イ・ジェウォン研究員は「短期イベントの不確実性が相当部分解消された分、半導体大型株の調整は押し目買いの観点を維持する必要がある」とし、「IT以外の業種では、利益予想に比した相対リターンがさえなかった造船、保険が代替となり得るほか、米国の反射的な恩恵への期待は電力機器、ESS(エネルギー貯蔵装置)だけでなく造船業にも当てはまる」と指摘した。

一方でKOSDAQ市場および高バリュエーションのグロース株に対しては慎重なアプローチを助言した。

同研究員は「KOSDAQは業種間の循環物色は活発だが、主導業種の持続性が低い」とし、「基準金利の引き上げ局面では高バリュエーションのグロース株は相対的な弱含みが続き得るため、指数追随よりも業績と需給が確認できる銘柄中心で対応すべきだ」と助言した。

今後の株式市場は急激なV字反騰よりも、業績モメンタムが確かな主導株を中心に緩やかな選別相場を続けるとの見方も出ている。

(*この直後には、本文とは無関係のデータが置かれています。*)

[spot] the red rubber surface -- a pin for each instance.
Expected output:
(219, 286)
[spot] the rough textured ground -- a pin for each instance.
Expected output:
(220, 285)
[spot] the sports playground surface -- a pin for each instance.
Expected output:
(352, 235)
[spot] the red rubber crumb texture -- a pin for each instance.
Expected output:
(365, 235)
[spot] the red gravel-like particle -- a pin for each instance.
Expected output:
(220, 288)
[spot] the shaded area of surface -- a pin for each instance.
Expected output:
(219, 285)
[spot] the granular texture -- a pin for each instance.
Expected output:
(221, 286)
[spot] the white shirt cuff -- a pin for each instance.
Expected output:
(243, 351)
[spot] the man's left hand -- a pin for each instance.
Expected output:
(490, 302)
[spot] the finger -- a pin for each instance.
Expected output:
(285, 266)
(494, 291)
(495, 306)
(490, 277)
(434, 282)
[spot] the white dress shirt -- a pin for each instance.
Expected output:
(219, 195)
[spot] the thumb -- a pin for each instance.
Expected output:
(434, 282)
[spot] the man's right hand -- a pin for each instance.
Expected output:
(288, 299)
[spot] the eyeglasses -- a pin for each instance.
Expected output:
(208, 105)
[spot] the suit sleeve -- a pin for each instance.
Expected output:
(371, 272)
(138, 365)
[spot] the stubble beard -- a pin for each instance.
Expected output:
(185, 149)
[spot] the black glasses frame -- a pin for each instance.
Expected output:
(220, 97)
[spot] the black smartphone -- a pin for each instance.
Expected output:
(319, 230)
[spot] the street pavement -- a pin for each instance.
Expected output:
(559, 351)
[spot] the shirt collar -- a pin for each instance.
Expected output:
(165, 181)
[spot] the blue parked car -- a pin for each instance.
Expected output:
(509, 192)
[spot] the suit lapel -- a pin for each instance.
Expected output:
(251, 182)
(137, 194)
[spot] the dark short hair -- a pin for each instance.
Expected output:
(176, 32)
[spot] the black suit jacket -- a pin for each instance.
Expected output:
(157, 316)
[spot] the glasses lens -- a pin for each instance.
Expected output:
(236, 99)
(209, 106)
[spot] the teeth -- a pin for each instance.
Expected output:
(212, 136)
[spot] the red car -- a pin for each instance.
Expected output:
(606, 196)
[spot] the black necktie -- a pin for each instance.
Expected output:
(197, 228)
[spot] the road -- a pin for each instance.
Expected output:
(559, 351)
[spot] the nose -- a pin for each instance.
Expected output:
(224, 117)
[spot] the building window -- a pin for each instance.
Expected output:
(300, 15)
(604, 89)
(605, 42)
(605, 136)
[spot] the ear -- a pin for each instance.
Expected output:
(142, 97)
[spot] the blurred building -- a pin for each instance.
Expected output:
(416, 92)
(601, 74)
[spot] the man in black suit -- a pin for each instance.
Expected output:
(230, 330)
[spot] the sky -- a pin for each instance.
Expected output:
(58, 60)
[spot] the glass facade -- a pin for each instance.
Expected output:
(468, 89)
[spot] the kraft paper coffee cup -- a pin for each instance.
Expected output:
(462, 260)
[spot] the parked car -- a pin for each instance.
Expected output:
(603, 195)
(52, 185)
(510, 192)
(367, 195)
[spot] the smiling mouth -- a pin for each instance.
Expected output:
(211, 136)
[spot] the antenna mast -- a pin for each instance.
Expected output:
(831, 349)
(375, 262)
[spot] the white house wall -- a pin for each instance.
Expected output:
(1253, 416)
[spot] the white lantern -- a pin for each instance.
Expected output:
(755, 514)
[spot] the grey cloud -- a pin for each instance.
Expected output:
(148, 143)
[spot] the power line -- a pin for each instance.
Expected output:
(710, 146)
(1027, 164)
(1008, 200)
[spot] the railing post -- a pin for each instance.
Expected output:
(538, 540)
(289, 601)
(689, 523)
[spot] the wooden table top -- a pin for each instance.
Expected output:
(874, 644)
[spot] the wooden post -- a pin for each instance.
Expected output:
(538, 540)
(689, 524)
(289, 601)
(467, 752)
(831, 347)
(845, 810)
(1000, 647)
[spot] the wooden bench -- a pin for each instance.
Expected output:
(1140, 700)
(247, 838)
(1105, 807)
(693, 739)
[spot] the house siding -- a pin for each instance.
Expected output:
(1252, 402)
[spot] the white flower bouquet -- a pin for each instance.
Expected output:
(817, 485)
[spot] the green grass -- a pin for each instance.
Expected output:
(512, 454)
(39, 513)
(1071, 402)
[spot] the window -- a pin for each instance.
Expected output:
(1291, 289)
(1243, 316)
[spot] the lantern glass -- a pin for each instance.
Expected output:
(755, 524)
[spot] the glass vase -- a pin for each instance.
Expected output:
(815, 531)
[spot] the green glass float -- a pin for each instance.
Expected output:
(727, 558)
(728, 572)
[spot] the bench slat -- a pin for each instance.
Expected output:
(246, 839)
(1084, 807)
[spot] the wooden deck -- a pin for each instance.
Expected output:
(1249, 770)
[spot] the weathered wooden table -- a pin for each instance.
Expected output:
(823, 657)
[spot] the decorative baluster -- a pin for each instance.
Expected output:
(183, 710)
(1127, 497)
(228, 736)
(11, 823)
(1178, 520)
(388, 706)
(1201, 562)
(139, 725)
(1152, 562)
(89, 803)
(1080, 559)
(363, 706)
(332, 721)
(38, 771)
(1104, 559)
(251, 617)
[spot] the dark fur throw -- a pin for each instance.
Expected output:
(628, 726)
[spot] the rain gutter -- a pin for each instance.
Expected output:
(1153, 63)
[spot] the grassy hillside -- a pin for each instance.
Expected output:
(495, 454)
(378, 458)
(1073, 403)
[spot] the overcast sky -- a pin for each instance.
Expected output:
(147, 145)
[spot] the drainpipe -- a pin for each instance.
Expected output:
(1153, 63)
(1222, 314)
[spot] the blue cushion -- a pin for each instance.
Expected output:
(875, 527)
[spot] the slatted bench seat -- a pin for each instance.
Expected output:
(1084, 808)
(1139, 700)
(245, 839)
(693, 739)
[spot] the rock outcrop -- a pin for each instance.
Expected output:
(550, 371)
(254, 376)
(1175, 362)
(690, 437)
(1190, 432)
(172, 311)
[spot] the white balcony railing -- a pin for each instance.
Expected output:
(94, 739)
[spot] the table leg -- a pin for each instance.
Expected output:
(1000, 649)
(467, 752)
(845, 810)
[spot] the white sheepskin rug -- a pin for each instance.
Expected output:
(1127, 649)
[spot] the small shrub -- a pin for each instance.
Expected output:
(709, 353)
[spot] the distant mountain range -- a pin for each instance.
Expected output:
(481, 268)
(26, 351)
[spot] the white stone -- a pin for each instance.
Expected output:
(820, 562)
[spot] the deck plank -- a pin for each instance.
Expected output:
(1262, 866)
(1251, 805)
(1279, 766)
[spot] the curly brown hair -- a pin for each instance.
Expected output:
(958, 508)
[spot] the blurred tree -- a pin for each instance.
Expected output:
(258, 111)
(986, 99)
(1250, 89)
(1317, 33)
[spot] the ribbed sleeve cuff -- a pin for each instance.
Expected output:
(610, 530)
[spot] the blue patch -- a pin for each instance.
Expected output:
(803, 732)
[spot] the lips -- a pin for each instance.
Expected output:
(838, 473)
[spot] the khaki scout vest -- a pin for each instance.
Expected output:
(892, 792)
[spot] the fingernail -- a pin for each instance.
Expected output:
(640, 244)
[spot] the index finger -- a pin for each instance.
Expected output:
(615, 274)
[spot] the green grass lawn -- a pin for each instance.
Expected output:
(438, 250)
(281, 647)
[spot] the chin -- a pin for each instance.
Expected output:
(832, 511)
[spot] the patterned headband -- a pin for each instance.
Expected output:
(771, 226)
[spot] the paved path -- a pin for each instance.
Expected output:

国内資産運用業界の関係者は「利上げ初期には投資心理がやや萎縮し得るが、今回の引き上げは流動性相場から本格的な業績相場へのパラダイム転換を告げる契機になり得る」とし、「今年3四半期の業績モメンタムが確かで、バリュエーションの妙味に優れた主導株を中心に需給の再編が進むだろう」と見通した。